Enumerate matrix combinations with fixed row and column sums

I'm attempting to find an algorithm (not a matlab command) to enumerate all possible NxM matrices with the constraints of having only positive integers in each cell (or 0) and fixed sums for each row and column (these are the parameters of the algorithm).
Exemple :
Enumerate all 2x3 matrices with row totals 2, 1 and column totals 0, 1, 2:
| 0 0 2 | = 2
| 0 1 0 | = 1
0 1 2
| 0 1 1 | = 2
| 0 0 1 | = 1
0 1 2
This is a rather simple example, but as N and M increase, as well as the sums, there can be a lot of possibilities.
Edit 1
I might have a valid arrangement to start the algorithm:
matrix = new Matrix(N, M) // NxM matrix filled with 0s
FOR i FROM 0 TO matrix.rows().count()
FOR j FROM 0 TO matrix.columns().count()
a = target_row_sum[i] - matrix.rows[i].sum()
b = target_column_sum[j] - matrix.columns[j].sum()
matrix[i, j] = min(a, b)
END FOR
END FOR
target_row_sum[i] being the expected sum on row i.
In the example above it gives the 2nd arrangement.
Edit 2:
(based on j_random_hacker's last statement)
Let M be any matrix verifying the given conditions (row and column sums fixed, positive or null cell values).
Let (a, b, c, d) be 4 cell values in M where (a, b) and (c, d) are on the same row, and (a, c) and (b, d) are on the same column.
Let Xa be the row number of the cell containing a and Ya be its column number.
Example:
| 1 a b |
| 1 2 3 |
| 1 c d |
-> Xa = 0, Ya = 1
-> Xb = 0, Yb = 2
-> Xc = 2, Yc = 1
-> Xd = 2, Yd = 2
Here is an algorithm to get all the combinations verifying the initial conditions and making only a, b, c and d varying:
// A matrix array containing a single element, M
// It will be filled with all possible combinations
matrices = [M]
I = min(a, d)
J = min(b, c)
FOR i FROM 1 TO I
tmp_matrix = M
tmp_matrix[Xa, Ya] = a - i
tmp_matrix[Xb, Yb] = b + i
tmp_matrix[Xc, Yc] = c - i
tmp_matrix[Xd, Yd] = d + i
matrices.add(tmp_matrix)
END FOR
FOR j FROM 1 TO J
tmp_matrix = M
tmp_matrix[Xa, Ya] = a + j
tmp_matrix[Xb, Yb] = b - j
tmp_matrix[Xc, Yc] = c + j
tmp_matrix[Xd, Yd] = d - j
matrices.add(tmp_matrix)
END FOR
It should then be possible to find every possible combination of matrix values:
Apply the algorithm on the first matrix for every possible group of 4 cells ;
Recursively apply the algorithm on each sub-matrix obtained by the previous iteration, for every possible group of 4 cells except any group already used in a parent execution ;
The recursive depth should be (N*(N-1)/2)*(M*(M-1)/2), each execution resulting in ((N*(N-1)/2)*(M*(M-1)/2) - depth)*(I+J+1) sub-matrices. But this creates a LOT of duplicate matrices, so this could probably be optimized.

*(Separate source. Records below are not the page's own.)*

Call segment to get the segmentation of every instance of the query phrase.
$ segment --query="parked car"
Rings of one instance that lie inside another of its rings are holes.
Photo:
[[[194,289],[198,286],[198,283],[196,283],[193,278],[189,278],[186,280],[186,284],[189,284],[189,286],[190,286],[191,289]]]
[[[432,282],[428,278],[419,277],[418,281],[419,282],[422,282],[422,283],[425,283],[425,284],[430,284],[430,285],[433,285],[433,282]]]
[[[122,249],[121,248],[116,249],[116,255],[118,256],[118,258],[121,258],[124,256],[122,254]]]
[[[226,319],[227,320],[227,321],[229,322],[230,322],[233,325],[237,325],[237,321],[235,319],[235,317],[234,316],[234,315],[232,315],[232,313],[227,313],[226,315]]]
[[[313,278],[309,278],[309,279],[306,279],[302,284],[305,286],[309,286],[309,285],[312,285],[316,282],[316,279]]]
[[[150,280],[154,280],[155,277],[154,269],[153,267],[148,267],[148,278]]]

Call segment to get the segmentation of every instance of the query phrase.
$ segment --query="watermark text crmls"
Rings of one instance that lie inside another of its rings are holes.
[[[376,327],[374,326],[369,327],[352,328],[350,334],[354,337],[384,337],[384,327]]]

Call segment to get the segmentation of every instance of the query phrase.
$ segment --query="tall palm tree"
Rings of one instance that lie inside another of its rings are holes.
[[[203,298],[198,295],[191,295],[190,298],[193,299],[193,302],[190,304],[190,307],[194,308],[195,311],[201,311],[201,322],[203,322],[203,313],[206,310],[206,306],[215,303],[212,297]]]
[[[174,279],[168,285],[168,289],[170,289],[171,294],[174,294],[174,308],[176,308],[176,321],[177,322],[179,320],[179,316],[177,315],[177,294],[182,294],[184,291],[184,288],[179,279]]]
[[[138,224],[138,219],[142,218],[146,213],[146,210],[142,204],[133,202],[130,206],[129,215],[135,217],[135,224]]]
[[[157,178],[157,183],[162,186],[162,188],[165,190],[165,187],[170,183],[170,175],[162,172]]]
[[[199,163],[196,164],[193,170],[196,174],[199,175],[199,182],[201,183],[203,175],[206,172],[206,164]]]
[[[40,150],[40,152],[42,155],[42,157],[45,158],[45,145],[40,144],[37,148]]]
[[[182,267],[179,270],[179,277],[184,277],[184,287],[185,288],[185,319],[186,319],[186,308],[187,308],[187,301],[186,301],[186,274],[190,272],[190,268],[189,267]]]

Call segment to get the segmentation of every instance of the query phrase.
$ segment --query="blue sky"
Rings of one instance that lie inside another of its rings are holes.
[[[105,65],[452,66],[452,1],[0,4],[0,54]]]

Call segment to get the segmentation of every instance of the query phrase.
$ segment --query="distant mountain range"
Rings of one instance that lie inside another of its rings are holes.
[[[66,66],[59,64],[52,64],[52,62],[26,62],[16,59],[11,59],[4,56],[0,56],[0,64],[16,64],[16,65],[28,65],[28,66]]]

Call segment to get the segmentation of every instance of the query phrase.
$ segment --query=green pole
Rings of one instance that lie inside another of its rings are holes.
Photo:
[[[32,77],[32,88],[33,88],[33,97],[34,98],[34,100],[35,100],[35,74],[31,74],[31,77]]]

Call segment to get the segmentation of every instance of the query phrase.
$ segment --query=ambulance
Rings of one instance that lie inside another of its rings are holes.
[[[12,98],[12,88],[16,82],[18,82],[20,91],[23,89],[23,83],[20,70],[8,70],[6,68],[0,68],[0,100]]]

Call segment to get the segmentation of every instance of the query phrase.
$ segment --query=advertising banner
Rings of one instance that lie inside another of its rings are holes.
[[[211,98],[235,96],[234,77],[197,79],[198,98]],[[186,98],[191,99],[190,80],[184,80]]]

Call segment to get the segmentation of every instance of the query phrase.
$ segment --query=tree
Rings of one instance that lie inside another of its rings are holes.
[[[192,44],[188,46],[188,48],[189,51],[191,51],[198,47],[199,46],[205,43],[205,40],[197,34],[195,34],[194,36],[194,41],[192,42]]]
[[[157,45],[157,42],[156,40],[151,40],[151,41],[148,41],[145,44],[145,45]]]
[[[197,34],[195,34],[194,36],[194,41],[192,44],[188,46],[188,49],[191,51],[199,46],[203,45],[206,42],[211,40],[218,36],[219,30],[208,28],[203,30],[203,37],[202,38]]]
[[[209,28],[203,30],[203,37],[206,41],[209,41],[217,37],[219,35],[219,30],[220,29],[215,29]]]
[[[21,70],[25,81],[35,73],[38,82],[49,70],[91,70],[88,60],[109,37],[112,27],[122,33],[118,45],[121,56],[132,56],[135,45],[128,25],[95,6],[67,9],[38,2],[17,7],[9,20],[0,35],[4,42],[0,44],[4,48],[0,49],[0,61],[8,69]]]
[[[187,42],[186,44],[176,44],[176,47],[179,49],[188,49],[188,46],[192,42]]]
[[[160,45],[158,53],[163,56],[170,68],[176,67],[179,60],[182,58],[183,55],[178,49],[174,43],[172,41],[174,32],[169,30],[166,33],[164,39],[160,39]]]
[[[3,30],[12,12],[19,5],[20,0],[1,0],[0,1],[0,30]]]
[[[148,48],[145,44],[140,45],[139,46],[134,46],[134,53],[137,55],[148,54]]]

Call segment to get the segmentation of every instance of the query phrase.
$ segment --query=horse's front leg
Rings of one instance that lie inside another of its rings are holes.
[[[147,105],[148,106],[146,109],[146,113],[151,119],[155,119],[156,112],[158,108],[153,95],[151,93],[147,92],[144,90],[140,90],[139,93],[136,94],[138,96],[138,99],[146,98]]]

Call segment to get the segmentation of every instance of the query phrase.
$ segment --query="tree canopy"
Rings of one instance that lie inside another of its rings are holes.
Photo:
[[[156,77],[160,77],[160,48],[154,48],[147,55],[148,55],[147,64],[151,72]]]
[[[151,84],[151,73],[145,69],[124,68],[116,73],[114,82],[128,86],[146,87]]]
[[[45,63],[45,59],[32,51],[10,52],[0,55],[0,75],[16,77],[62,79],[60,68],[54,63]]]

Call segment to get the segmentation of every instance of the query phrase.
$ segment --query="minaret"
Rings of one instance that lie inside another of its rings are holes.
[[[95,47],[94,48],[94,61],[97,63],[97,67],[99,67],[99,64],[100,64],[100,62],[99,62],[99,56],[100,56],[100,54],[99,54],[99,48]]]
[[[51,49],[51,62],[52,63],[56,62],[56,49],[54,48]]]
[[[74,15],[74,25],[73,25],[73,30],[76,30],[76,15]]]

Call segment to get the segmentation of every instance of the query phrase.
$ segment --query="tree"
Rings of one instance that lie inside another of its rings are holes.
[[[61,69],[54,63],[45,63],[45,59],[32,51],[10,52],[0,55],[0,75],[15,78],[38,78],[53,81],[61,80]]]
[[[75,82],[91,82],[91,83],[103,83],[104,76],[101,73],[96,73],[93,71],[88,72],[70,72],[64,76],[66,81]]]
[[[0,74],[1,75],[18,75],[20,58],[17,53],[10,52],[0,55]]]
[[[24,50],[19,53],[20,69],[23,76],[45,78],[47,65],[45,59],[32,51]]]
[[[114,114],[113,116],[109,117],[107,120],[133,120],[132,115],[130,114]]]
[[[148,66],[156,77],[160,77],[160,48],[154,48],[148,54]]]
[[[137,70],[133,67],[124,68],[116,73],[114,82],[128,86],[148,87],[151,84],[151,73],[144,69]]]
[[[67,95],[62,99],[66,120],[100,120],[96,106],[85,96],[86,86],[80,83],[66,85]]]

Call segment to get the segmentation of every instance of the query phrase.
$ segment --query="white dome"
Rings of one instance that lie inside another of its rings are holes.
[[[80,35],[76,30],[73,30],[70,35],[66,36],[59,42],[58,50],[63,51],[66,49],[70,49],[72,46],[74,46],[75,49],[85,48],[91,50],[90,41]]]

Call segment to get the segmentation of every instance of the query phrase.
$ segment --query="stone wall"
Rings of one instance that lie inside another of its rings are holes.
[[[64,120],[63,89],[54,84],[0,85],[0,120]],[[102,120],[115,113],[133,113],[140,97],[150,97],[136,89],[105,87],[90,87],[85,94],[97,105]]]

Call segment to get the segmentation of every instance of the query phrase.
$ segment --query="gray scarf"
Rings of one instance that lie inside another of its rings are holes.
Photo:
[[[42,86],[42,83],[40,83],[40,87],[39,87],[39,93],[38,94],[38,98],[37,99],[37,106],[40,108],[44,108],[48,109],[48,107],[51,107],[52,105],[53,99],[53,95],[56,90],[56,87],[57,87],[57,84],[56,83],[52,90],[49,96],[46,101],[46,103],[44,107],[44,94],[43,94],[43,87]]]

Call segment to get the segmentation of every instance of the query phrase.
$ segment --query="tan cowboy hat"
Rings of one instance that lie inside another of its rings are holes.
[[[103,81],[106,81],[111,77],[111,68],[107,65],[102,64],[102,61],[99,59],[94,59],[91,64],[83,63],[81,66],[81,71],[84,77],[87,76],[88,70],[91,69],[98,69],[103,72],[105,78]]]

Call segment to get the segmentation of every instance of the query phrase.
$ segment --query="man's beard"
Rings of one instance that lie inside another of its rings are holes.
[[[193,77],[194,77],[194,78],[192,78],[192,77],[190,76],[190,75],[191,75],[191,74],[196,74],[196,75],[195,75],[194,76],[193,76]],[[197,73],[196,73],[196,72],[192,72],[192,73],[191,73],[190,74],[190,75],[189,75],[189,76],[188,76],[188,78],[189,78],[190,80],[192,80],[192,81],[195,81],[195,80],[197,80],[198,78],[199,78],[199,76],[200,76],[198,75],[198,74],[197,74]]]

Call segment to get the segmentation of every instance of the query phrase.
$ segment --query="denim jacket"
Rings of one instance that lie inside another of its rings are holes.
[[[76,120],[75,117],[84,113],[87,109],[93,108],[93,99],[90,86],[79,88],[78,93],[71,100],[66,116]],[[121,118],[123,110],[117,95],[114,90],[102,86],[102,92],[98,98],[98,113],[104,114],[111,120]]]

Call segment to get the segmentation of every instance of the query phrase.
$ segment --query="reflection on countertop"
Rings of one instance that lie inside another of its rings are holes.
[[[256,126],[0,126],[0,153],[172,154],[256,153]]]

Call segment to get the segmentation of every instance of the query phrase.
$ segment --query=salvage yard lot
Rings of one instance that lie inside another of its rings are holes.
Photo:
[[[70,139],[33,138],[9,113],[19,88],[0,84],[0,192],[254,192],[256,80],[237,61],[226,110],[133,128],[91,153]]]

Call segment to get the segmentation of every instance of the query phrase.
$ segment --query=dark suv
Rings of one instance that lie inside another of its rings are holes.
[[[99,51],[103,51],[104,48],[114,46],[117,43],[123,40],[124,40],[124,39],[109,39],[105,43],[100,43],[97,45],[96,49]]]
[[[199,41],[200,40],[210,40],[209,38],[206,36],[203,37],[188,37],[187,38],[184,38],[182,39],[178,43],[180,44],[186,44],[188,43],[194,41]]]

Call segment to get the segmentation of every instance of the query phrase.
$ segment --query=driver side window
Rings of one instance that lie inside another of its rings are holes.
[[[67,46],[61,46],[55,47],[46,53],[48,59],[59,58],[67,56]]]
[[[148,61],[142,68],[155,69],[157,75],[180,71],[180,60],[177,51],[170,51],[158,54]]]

Are you needing this to calculate Fisher's exact test? Because that requires what you're doing, and based on that page, it seems there will in general be a vast number of solutions, so you probably can't do better than a brute force recursive enumeration if you want every solution. OTOH it seems Monte Carlo approximations are successfully used by some software instead of full-blown enumerations.
I asked a similar question, which might be helpful. Although that question deals with preserving frequencies of letters in each row and column rather than sums, some results can be translated across. E.g. if you find any submatrix (pair of not-necessarily-adjacent rows and pair of not-necessarily-adjacent columns) with numbers
xy
yx
Then you can rearrange these to
yx
xy
without changing any row or column sums. However:
mhum's answer proves that there will in general be valid matrices that cannot be reached by any sequence of such 2x2 swaps. This can be seen by taking his 3x3 matrices and mapping A -> 1, B -> 2, C -> 4 and noticing that, because no element appears more than once in a row or column, frequency preservation in the original matrix is equivalent to sum preservation in the new matrix. However...

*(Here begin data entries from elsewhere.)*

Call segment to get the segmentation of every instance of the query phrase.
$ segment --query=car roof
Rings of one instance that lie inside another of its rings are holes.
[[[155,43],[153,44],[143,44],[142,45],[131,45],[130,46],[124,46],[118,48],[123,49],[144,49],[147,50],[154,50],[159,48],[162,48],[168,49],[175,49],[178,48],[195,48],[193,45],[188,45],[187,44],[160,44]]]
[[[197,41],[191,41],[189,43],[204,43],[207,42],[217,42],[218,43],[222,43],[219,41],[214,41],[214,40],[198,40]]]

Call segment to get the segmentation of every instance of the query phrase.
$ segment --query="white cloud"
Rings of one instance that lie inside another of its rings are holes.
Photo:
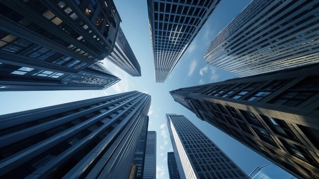
[[[165,174],[165,169],[164,165],[156,165],[156,178],[163,179]]]
[[[190,70],[189,70],[189,76],[191,76],[193,74],[193,72],[195,70],[197,66],[197,62],[194,60],[191,63],[191,66],[190,66]]]

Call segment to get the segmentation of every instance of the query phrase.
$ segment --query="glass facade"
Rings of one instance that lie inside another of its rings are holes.
[[[220,0],[148,0],[156,82],[164,83]]]
[[[181,178],[249,178],[184,116],[166,114],[166,120]]]
[[[207,63],[244,76],[319,62],[317,1],[252,1],[211,41]]]
[[[319,169],[319,66],[170,92],[174,100],[298,178]]]
[[[132,91],[0,116],[0,175],[127,178],[150,102]]]

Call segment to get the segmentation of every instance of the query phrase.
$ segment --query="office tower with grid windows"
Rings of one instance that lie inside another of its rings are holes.
[[[180,179],[174,152],[167,152],[167,166],[170,179]]]
[[[184,116],[166,114],[166,120],[181,178],[249,178]]]
[[[135,179],[142,179],[144,170],[144,161],[145,160],[145,149],[146,149],[146,139],[147,137],[147,129],[148,129],[149,118],[145,120],[141,136],[139,139],[139,144],[135,151],[135,156],[133,164],[136,164],[136,174]]]
[[[155,80],[164,83],[220,0],[147,0]]]
[[[104,89],[95,66],[111,54],[121,19],[112,1],[0,1],[0,90]]]
[[[319,178],[319,66],[181,88],[174,100],[293,175]]]
[[[131,91],[0,116],[0,178],[127,178],[150,103]]]
[[[141,76],[140,64],[121,27],[117,33],[113,52],[107,58],[131,75]]]
[[[212,40],[204,58],[248,76],[319,62],[319,2],[253,0]]]
[[[156,132],[148,131],[144,160],[143,179],[156,177]]]

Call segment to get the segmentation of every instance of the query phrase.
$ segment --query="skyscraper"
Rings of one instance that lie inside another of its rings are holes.
[[[143,179],[156,178],[156,132],[148,131]]]
[[[220,0],[147,0],[156,82],[163,83]]]
[[[147,137],[147,129],[148,128],[149,118],[147,116],[147,120],[145,120],[138,146],[135,151],[135,156],[133,163],[136,164],[136,179],[142,179],[144,171],[144,161],[145,160],[145,150],[146,149],[146,139]]]
[[[184,116],[166,114],[166,120],[181,178],[249,178]]]
[[[318,178],[319,66],[172,91],[177,102],[293,175]]]
[[[252,179],[297,179],[280,168],[272,165],[263,165],[256,168],[249,174]]]
[[[0,116],[0,177],[127,178],[150,103],[132,91]]]
[[[102,89],[119,80],[91,68],[114,46],[121,19],[112,1],[4,0],[0,8],[0,90]]]
[[[211,41],[204,59],[244,76],[319,62],[317,1],[253,0]]]
[[[180,179],[179,171],[174,152],[167,152],[167,166],[170,179]]]
[[[141,76],[141,67],[121,27],[111,55],[107,58],[116,66],[133,76]]]

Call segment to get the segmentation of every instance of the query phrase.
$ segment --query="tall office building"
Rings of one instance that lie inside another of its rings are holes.
[[[293,175],[319,178],[319,66],[170,93],[198,118]]]
[[[148,131],[143,179],[156,178],[156,132]]]
[[[109,60],[133,76],[141,76],[141,67],[121,27],[119,28],[115,45]]]
[[[0,2],[0,90],[101,89],[119,79],[90,66],[111,54],[112,1]]]
[[[211,41],[204,59],[244,76],[319,62],[318,1],[253,0]]]
[[[280,168],[272,165],[263,165],[250,173],[252,179],[297,179]]]
[[[147,129],[148,128],[149,118],[145,120],[140,139],[138,145],[135,151],[135,156],[133,163],[136,165],[136,175],[135,179],[142,179],[144,171],[144,161],[145,160],[145,149],[146,149],[146,139],[147,137]]]
[[[220,0],[147,0],[156,82],[163,83]]]
[[[167,166],[170,179],[180,179],[174,152],[167,152]]]
[[[127,178],[150,103],[132,91],[0,116],[0,177]]]
[[[166,120],[181,178],[249,178],[184,116],[166,114]]]

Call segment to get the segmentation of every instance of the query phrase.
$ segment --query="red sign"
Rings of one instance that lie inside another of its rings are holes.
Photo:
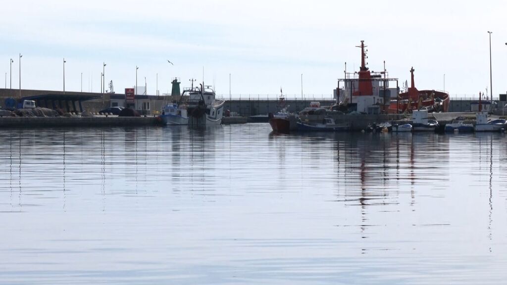
[[[134,99],[134,88],[125,88],[125,102],[127,104],[133,104]]]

someone's answer links to a mathematical proof that it actually will work for matrices whose entries are just 0 or 1.
More generally, if you have any submatrix
ab
cd
where the (not necessarily unique) minimum is d, then you can replace this with any of the d+1 matrices
ef
gh
where h = d-i, g = c+i, f = b+i and e = a-i, for any integer 0 <= i <= d.

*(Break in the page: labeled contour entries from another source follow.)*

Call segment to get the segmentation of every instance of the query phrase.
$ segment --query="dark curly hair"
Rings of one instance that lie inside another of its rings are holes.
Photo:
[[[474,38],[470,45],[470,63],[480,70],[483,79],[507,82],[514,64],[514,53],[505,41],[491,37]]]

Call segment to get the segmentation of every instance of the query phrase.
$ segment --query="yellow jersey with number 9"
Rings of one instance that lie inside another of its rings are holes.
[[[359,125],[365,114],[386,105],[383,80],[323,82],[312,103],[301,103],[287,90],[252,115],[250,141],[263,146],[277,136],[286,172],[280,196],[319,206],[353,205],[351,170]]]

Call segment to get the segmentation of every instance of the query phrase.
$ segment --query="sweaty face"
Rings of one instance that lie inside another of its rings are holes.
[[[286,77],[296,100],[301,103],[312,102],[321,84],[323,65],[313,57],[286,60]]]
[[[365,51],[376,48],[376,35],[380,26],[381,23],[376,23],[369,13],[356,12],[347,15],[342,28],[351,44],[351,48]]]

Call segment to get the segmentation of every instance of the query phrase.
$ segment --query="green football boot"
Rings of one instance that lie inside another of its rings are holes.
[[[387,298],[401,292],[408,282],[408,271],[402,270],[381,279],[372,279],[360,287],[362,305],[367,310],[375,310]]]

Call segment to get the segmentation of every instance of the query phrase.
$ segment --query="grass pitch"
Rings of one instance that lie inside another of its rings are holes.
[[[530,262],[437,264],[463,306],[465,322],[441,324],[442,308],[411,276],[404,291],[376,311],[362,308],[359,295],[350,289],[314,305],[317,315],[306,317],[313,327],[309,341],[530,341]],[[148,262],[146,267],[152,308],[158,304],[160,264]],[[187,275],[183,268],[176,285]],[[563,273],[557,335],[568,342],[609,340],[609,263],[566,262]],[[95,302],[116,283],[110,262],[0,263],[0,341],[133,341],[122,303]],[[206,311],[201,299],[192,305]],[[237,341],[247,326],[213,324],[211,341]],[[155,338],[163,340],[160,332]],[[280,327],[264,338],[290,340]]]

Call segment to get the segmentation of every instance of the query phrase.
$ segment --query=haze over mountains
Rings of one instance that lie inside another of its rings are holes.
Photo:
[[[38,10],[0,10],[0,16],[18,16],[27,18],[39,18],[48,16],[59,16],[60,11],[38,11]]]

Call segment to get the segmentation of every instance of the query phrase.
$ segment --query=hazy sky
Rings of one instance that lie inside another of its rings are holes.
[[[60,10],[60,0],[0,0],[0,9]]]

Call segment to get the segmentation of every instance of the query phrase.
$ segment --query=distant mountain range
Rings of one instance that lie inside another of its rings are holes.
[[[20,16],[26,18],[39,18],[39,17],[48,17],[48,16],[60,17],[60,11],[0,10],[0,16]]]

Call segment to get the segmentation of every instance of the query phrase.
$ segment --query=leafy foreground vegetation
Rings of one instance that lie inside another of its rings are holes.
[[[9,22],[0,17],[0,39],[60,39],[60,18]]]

For a NXM matrix you have NXM unknowns and N+M equations. Put random numbers to the top-left (N-1)X(M-1) sub-matrix, except for the (N-1, M-1) element. Now, you can find the closed form for the rest of N+M elements trivially.
More details: There are total of T = N*M elements
There are R = (N-1)+(M-1)-1 randomly filled out elements.
Remaining number of unknowns: T-S = N*M - (N-1)*(M-1) +1 = N+M

algorithm to find closest string using same characters

Given a list L of n character strings, and an input character string S, what is an efficient way to find the character string in L that contains the most characters that exist in S? We want to find the string in L that is most-closely made up of the letters contained in S.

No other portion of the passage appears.